There’s a huge amount at stake for students accused of sexual assault, Cohn said, and a high burden of proof is appropriate for what amounts to a decision on a felony offense. Schools don’t always let accused students know the details of the conduct charges against them, “so literally the only protection you have is that the other side has to prove it,” he said.

And Cohn said there’s a big difference between a federal discrimination lawsuit and a campus disciplinary proceeding.

“Any time you sue someone in actual court, you have all these other protections,” he said. “There’s a judge that’s present, not a 19-year-old sophomore.” It’s not that FIRE doesn’t think the stricter standard couldn’t work, Cohn said, but unless there are stronger protections for the accused, “it’s grossly unfair.”

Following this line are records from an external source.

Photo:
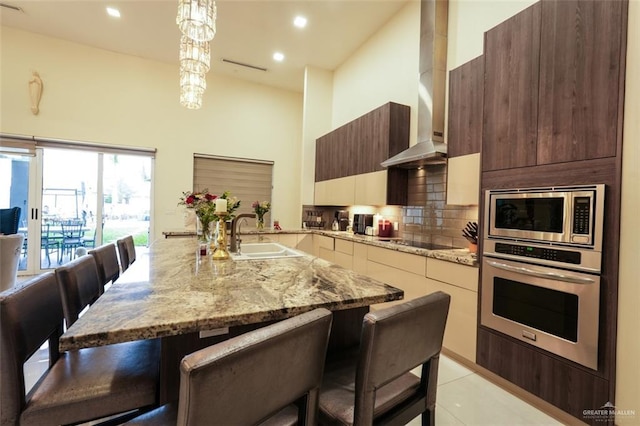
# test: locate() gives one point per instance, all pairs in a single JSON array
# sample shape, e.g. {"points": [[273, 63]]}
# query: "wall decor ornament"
{"points": [[35, 92]]}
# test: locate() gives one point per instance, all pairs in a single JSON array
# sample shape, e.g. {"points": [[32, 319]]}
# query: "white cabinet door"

Still, the preponderance standard is supposed to be the new normal. The Campus SaVE Act expressly states that it’s not meant to contradict existing directives from the government.

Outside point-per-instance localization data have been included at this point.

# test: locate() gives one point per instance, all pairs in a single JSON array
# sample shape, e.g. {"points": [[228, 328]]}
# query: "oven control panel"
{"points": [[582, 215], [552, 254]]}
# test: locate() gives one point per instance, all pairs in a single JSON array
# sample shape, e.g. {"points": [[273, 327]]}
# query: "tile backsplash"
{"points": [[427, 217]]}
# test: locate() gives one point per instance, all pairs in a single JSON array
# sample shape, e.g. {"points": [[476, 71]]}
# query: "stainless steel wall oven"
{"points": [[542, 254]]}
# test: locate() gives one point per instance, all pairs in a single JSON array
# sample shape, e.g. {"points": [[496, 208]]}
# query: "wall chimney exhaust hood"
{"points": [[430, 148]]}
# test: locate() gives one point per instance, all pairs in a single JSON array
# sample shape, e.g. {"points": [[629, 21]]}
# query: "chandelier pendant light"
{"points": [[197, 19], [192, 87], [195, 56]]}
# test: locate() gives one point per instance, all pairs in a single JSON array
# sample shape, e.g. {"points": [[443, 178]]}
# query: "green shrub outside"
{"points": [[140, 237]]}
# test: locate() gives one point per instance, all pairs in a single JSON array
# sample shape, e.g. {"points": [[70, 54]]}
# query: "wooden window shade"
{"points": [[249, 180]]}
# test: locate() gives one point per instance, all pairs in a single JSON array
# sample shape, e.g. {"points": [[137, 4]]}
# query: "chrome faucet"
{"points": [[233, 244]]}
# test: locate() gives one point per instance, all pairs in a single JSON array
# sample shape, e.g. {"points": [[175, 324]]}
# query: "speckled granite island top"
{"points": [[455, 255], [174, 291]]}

It’s enough for Carter. The new rules are about a lot more than the evidence standard, he said.

Until now, schools have mostly tried to teach students how not to get raped, Carter said. “The Campus SaVE Act is all about how not to rape. It teaches men and women about primary prevention, which changes the culture that tolerates sexual violence to begin with.”

There’s an emphasis on teaching consent, understanding the correlation between substance abuse and sexual assault, and encouraging bystander intervention. The hope, Carter said, is that “we will start to crack away at the cultures on campuses across the country where sexual violence is tolerated.”

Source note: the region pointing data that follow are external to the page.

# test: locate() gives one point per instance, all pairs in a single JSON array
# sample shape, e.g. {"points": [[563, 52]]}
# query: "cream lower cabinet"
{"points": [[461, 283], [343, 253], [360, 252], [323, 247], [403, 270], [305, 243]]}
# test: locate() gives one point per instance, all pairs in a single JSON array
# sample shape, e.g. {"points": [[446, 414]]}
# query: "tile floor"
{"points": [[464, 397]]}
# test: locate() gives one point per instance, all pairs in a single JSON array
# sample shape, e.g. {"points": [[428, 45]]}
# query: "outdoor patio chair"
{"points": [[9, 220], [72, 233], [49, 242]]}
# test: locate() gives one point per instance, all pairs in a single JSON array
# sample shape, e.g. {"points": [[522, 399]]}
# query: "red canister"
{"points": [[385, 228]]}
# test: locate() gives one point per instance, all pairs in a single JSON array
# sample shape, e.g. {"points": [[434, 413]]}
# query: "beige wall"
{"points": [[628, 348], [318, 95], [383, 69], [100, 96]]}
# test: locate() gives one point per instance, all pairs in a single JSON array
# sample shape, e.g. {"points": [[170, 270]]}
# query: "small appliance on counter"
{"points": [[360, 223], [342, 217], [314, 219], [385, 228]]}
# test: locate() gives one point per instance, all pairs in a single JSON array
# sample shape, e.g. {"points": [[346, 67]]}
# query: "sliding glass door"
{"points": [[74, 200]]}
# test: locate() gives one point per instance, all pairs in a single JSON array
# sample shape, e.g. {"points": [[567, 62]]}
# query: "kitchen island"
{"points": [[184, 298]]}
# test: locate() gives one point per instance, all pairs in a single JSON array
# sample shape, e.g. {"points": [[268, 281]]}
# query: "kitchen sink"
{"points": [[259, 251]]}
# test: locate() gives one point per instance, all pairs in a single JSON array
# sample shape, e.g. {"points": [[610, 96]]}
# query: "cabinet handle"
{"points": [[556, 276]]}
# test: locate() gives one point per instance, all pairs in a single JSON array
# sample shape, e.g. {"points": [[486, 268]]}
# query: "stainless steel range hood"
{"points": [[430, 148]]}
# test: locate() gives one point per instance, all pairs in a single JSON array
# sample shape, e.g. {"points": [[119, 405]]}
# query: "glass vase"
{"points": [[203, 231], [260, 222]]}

Not everybody is satisfied, and the legal challenge of the Campus SaVE Act by a former UVA student, a woman known only as Jane Doe, is evidence of that. She and her lawyer have sued the government for a resolution of her long-standing complaint against the University for what she says was a mishandling of her own 2011 rape—she claims UVA didn’t stick to the preponderance standard when weighing her case, despite having adopted it as policy. The case essentially asks the courts to speak clearly where Congress punted, and determine from the bench whether the more relaxed standard should be the law of the land.

Advocates on both sides of the debate are still arguing the points, too. Cohn said FIRE has a mixed response to the rules now going into effect. He called the provision allowing students to choose their representative “a modest step in the right direction,” but said efforts to strictly define consent just don’t work.

“There’s this argument that the only consent is affirmative consent given repeatedly throughout the process, and that’s just not the way human sexuality has ever worked,” said Cohn.

But there is something basic that advocates agree on: The issue of sexual assault on campus is complicated and deep-rooted, and whatever schools were doing before to try to stop it wasn’t working. They may mostly be pushing on the problem from different angles, but everybody is looking to schools—UVA included—to adapt.

“What we do know is victims are coming forward in record numbers, getting the help they need, and we know that ultimately is the key to combating sexual violence in the campus community,” said Carter. “The Campus SaVE Act is designed to foster just that type of support.”

*Clarification: Initially, this story said UVA didn’t allow students to have a lawyer with them during disciplinary proceedings. In fact, UVA’s policy has allowed a lawyer to be present during such proceedings, but only as an observer.